Mindful of midterm elections just three months away, Congress sent legislation to President Bush on Thursday creating stiff penalties for corporate fraud and document shredding in hopes of easing economic jitters and restoring confidence in the markets.

In overwhelming votes, the House and then the Senate approved the sweeping compromise legislation, which rivals revisions to federal laws responding to the stock market crash of 1929. Bush said he would sign the bill.

"Today's passage by Congress of corporate accounting reforms is a victory for America's shareholders and employees," Bush said. "House and Senate passage of this legislation demonstrates what can happen when leaders work together to solve problems."

At the same time, Bush said, his administration is getting tough and "will haul in and prosecute any CEO who breaks the law."

Sen. Mike Enzi, R-Wyo., a former accountant, called the legislation "earthshaking," adding that it was approved with "tremendous speed."

In the compromise measure, House Republicans accepted most of the stricter parts of a bill that the Democratic-controlled Senate passed unanimously last week.

The House approved the measure 423-3 and the Senate 99-0. Even longtime opponent Sen. Phil Gramm, R-Texas, who had warned that the bill "does more harm than it should" and declared Wednesday he would vote against it, switched to cast a "yes" vote.

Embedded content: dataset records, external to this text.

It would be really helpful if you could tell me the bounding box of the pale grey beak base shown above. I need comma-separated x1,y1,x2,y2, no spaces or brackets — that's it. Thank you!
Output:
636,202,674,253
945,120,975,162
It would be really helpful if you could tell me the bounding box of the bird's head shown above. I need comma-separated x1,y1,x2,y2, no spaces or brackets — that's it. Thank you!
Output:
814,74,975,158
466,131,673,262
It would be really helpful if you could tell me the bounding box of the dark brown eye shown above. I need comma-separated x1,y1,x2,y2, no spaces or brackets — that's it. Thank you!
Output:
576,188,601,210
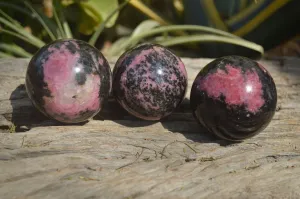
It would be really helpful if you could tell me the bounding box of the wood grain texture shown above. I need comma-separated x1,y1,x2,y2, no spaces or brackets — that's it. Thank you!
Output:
0,59,300,199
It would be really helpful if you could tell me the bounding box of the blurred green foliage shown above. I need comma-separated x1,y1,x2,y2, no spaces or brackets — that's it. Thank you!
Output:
0,0,264,57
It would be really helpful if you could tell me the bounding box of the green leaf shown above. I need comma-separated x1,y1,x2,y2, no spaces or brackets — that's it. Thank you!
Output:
131,20,160,37
79,0,118,35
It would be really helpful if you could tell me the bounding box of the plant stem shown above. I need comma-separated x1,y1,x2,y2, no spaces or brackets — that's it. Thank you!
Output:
0,43,32,58
0,51,13,58
130,0,170,25
159,35,264,54
89,0,131,46
0,29,45,48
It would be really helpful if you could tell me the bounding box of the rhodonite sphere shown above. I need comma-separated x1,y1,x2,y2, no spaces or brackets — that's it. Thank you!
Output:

"Today's message from Congress to CEOs and corporate boardrooms is clear," House Speaker Dennis Hastert, R-Ill., said: "If you steal, cheat or commit some other white-collar crime, you'll face the same consequences as lawbreaking street thugs by spending time behind bars."

The sweeping changes are "a major step forward in reforming the operations of our financial market," said Rep. John LaFalce of New York, senior Democrat on the House Financial Services Committee. "It is my hope that this legislation will help to restore the reputation of American business."

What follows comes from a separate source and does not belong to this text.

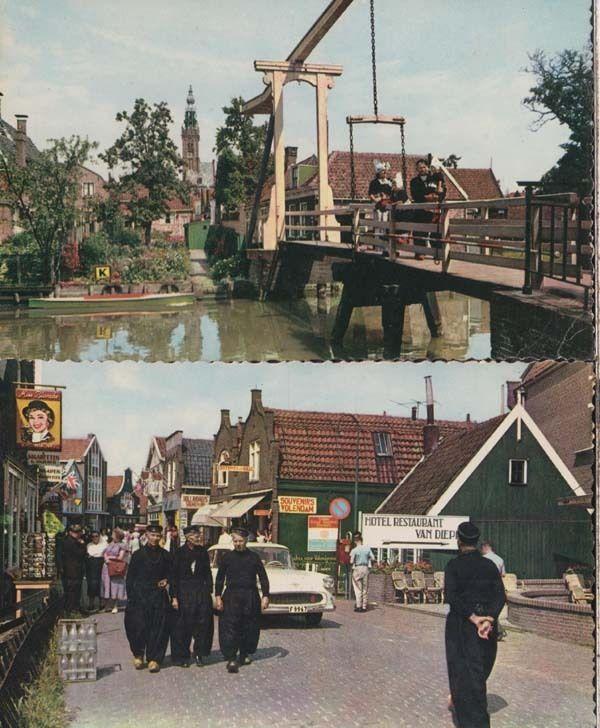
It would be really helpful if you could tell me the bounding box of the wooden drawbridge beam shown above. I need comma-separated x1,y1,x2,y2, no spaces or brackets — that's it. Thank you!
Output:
242,0,353,116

Lawmakers in both parties were seeking to rebuild Americans' shattered confidence in business and the market, mindful that they must face voters in November.

With congressional elections looming, Republicans gave ground, aware that a string of corporate accounting scandals has unnerved investors and the stock market, hitting Americans' retirement savings hard.

As the Senate vote approached, Gramm acknowledged, "In the environment we're in, literally anything could have passed."

The legislation creates criminal penalties and prison terms for company fraud and document shredding, and establishes an independent, private-sector board with subpoena power to oversee the accounting industry.

The measure imposes restrictions on accounting firms doing consulting for corporations whose books they audit. It prohibits personal loans from companies to their top officials and directors. And it orders new rules for financial analysts designed to prevent conflicts of interest.

In addition, the bill extends the time in which defrauded investors may bring lawsuits against companies _ a hard pill to swallow for Republican lawmakers who acted several years ago to stem what they maintained was a spate of frivolous shareholder suits.

Senate Democrats agreed to the House version's longer prison terms and bigger fines for fraud and shredding documents.

The negotiators agreed to include a GOP-pushed plan to create a federal account for defrauded investors that would take in all the civil fines, payments and assets from corporate wrongdoers.

Only three House members, all Republicans, voted against the legislation Thursday: Reps. Michael Collins of Georgia, Jeff Flake of Arizona and Ron Paul of Texas.

In the Senate, ailing Jesse Helms, R-N.C., did not vote.